Lessons on dedication, on hard work and determination. Lessons on overcoming adversity, overcoming defeat and becoming a stronger person. Lessons on becoming a man -- or a woman.
Thursday's article in the New York Times about the heroin problem in our town opened up eyes and brought out a ton of community feedback. I think it is safe to say that we all want to see this community thrive.
And in the wrestling program, we have one avenue to give the kids in this community -- the lifeblood of Bennington -- hope.
What are the answers to solving the drug crisis? No one knows for certain, but two things that certainly help are hope and opportunity.

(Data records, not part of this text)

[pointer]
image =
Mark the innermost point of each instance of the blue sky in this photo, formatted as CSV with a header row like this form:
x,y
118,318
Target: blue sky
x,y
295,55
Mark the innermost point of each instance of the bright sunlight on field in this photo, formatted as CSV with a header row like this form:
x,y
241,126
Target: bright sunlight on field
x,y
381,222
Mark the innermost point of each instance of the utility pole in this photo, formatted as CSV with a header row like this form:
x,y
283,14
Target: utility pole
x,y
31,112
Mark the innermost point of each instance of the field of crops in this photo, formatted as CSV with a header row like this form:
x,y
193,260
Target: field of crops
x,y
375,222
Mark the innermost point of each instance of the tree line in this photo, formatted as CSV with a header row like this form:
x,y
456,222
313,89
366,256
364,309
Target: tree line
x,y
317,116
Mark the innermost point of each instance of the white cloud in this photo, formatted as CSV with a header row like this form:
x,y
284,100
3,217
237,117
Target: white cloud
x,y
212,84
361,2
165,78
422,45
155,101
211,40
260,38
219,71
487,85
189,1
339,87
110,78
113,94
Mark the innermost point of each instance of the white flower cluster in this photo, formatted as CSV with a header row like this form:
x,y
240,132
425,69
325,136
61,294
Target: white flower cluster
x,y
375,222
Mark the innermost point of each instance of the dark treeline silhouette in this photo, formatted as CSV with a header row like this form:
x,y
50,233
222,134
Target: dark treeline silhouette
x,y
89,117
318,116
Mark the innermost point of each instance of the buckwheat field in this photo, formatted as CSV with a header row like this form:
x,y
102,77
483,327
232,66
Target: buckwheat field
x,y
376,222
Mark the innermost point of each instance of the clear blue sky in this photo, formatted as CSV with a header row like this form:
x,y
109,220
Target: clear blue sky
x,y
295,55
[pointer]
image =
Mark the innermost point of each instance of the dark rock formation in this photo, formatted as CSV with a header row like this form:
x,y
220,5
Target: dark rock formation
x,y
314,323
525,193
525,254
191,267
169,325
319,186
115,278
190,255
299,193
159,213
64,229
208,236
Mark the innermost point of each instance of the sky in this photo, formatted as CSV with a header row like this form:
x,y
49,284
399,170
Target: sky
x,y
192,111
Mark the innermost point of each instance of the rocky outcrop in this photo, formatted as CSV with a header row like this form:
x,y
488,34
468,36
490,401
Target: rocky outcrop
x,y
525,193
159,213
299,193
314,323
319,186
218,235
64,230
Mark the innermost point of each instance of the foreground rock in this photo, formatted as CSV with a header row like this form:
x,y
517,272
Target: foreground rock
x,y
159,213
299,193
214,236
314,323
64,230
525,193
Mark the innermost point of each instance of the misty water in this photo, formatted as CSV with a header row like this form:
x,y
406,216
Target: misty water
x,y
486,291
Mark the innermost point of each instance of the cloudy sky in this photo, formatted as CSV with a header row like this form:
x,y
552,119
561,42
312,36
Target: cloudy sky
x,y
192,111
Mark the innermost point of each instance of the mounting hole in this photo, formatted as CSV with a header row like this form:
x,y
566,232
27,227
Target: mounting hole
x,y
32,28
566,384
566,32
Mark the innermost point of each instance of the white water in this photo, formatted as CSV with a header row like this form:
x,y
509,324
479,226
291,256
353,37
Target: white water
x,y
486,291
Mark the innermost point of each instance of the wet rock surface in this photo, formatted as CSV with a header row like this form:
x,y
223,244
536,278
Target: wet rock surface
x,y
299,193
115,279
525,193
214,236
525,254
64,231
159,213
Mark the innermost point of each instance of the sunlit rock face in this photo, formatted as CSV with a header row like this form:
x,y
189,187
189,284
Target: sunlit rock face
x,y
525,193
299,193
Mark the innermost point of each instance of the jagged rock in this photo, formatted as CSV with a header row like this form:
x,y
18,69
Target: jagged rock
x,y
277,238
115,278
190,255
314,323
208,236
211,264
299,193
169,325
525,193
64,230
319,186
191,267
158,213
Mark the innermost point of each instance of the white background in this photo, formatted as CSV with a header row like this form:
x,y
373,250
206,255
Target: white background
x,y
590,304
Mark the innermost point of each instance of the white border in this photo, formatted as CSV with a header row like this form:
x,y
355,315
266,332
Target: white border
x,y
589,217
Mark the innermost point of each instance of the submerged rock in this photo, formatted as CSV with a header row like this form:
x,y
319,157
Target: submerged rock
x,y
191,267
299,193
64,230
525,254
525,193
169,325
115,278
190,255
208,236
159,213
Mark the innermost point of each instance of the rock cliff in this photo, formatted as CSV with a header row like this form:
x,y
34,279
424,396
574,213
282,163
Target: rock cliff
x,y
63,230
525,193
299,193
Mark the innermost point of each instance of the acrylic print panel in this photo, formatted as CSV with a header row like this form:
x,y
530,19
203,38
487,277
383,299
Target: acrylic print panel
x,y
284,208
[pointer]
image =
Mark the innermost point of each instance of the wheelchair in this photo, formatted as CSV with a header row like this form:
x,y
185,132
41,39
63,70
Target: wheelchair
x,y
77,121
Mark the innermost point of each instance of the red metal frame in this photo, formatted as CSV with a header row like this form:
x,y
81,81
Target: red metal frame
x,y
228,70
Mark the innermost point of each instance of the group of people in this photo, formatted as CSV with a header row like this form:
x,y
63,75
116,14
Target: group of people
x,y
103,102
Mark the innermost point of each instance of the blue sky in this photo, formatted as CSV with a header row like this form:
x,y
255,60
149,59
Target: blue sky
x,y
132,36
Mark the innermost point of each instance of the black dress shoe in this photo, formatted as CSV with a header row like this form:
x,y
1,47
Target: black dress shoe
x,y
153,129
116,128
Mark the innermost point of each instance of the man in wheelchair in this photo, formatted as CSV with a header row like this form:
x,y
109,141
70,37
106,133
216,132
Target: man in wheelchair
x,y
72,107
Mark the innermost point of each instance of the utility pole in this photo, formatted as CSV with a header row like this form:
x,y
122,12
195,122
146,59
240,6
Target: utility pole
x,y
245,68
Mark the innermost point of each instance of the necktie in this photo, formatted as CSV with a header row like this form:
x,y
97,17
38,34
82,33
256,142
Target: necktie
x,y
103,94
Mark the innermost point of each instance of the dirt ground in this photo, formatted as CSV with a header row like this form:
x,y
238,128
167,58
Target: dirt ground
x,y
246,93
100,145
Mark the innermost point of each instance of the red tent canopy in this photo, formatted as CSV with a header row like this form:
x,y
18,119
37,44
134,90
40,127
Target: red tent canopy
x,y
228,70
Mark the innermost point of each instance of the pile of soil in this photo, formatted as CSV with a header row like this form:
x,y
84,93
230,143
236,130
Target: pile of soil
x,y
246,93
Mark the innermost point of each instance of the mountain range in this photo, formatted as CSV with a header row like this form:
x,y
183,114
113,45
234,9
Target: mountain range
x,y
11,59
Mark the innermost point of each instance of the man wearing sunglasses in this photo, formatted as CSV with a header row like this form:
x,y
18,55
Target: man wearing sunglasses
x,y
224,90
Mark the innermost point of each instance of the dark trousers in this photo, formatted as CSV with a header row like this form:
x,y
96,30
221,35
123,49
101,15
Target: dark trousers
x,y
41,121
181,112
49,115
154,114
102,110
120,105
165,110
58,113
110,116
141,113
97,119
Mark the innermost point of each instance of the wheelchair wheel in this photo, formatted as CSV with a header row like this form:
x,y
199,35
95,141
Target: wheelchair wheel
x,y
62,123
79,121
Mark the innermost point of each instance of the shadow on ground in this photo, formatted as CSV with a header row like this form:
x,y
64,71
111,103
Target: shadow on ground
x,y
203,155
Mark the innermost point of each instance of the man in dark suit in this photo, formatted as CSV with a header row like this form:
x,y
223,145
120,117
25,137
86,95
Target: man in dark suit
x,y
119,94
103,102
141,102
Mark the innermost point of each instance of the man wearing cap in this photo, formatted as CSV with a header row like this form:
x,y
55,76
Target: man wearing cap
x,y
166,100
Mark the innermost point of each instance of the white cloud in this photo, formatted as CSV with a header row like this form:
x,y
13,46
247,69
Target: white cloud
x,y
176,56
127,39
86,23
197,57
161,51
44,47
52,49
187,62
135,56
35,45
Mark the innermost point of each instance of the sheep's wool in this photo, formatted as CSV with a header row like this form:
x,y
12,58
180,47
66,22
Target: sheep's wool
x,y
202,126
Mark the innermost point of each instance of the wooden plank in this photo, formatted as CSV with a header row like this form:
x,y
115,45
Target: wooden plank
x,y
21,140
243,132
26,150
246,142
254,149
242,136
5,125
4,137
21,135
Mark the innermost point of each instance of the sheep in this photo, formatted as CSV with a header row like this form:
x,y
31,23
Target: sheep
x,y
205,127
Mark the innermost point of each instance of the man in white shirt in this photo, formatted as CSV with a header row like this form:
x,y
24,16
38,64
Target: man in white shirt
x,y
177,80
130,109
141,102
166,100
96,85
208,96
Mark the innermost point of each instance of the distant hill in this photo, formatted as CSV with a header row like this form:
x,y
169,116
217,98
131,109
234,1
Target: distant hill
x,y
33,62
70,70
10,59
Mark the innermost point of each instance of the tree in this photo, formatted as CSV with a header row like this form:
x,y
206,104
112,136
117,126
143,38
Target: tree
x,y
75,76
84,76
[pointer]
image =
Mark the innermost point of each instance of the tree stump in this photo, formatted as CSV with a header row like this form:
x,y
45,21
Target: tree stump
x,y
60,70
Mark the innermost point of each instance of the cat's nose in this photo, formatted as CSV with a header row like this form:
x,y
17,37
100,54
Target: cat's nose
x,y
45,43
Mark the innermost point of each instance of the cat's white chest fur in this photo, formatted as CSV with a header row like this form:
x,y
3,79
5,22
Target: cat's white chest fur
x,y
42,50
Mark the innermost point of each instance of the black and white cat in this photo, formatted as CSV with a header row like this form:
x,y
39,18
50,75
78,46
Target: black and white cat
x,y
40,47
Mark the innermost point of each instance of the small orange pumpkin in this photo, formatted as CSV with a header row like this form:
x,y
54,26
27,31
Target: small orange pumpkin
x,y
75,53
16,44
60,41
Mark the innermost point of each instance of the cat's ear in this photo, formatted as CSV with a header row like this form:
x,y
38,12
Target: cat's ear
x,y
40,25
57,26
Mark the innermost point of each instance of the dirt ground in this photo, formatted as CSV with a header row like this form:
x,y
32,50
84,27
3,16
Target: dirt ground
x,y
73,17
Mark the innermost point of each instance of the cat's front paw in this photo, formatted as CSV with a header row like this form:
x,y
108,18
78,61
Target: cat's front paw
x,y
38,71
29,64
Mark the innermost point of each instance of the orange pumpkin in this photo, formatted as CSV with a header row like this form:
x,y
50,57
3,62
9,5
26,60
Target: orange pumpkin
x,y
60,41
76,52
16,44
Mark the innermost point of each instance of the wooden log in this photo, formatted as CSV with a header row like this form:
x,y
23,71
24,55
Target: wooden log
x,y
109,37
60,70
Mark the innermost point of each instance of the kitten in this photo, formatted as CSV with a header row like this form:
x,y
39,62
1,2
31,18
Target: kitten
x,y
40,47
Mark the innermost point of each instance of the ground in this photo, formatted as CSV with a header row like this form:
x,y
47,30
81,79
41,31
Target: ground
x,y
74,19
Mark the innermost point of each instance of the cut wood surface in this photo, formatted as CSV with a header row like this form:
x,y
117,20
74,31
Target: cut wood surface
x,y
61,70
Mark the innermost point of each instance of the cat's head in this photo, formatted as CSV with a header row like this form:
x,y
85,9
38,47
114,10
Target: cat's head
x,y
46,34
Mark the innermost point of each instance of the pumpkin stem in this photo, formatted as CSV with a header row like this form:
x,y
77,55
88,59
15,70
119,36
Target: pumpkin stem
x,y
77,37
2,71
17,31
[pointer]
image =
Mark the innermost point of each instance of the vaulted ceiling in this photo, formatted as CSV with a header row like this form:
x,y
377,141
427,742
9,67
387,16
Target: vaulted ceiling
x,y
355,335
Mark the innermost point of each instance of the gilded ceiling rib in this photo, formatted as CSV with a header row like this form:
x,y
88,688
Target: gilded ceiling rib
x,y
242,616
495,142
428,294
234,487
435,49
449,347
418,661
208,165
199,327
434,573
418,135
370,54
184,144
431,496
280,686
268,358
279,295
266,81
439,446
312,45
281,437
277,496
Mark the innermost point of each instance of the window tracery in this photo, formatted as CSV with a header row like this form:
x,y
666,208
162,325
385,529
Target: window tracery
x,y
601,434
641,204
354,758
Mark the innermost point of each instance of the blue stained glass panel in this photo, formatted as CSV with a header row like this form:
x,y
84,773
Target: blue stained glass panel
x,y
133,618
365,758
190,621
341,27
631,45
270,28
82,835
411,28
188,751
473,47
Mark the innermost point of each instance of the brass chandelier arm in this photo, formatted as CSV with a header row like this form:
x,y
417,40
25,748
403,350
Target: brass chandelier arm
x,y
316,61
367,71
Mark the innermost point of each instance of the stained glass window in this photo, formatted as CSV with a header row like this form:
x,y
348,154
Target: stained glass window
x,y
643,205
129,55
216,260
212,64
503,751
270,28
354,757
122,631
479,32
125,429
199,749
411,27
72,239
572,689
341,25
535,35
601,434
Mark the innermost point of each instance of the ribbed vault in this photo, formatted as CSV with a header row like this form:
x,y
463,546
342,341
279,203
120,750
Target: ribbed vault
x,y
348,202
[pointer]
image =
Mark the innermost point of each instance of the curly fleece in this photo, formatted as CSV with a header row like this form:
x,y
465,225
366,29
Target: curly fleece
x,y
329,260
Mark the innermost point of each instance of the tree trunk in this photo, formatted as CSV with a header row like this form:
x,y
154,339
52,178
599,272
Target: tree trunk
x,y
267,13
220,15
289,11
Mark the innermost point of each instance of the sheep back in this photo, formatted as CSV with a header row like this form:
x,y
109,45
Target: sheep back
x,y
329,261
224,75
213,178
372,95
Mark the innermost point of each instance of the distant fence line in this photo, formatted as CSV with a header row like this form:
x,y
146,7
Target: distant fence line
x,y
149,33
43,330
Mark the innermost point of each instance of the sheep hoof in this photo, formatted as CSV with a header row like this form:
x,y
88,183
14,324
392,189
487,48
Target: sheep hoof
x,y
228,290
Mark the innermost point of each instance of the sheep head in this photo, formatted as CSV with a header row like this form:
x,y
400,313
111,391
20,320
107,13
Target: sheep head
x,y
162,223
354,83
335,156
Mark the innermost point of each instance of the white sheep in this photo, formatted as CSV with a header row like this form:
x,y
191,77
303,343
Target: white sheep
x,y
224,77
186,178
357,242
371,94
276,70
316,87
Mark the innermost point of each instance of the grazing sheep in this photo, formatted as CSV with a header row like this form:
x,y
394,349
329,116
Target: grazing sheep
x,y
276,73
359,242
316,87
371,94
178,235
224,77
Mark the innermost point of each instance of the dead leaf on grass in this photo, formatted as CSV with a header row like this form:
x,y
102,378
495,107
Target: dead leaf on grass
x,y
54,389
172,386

The wrestlers at MAU are given a chance, via the mat, to get ahead in the world. To get into schools that might otherwise be outside their reach. To further their education so that one day they can give back to the community that supports them. Wrestling provides an outlet for anyone who wants to do something to better themselves.
All Legacy asks for is their commitment.
It doesn't matter if someone is big, small, square, round, athletic or out of shape. If someone is willing to put in the time, Legacy and his staff will do everything they can to help the athlete succeed. It's all we can ask for. Some might not grab at the opportunity that Legacy and the team presents, but the fact that the opportunity is there means something. Year in and year out, MAU wrestling provides an opportunity for those that want to learn, and want to work hard, to do something rewarding and positive.
Seeing things like Jesse Webb get into Ohio University on a wrestling scholarship, seeing senior Rachel Hale break down gender barriers and show that girls can mix it up with the boys or seeing nearly 100 wrestlers over Legacy's lengthy coaching career go on to wrestle at the next level. Some might not make it to that level -- there is nothing wrong with that -- but at least the opportunity was available.
But beyond the abilities the wrestlers gain on the mats, they also learn important life lessons off of it.
Take Webb, for instance. While now a four-time defending state champion and two-time New England king, much of Webb's success has come down to his willingness to go the extra mile. Webb has worked hard in training, putting in hours of extra work to gain that edge he has over his opponents.
Think that commitment to working hard will help him as he gets older?
Or how about Hale, herself a two-time Vermont champion. Hale was not on the varsity team in the state meet this year because she lost in a wrestle-off to Taber Watson during the season. Did she give up? Nope. Instead, she won a crown at the JV meet and will continue her wrestling career next year at King University, the premier women's wrestling program in the country.
Think when something goes wrong down the line she is going to give up?
Legacy doesn't just make athletes. He makes well-rounded individuals. MAU wrestling installs traits that we all need in life and provides a shining beacon on what can be done to make a difference in someone's life.
Examples of this kind of coaching and dedication are everywhere, but Legacy has been a consistent figure in the lives of MAU students since the 1980s, not only as a wrestling coach but as a teacher. He has found a recipe for success and stuck with it.
He has committed his life to bettering others. He has provided a constant feel-good story line for this community that make even dark days seem that much brighter.
Life is about finding opportunities and exploiting them.
Luckily for the Bennington community, Legacy provides one opportunity and, thankfully, his wrestlers have stepped up and made the most of their chances.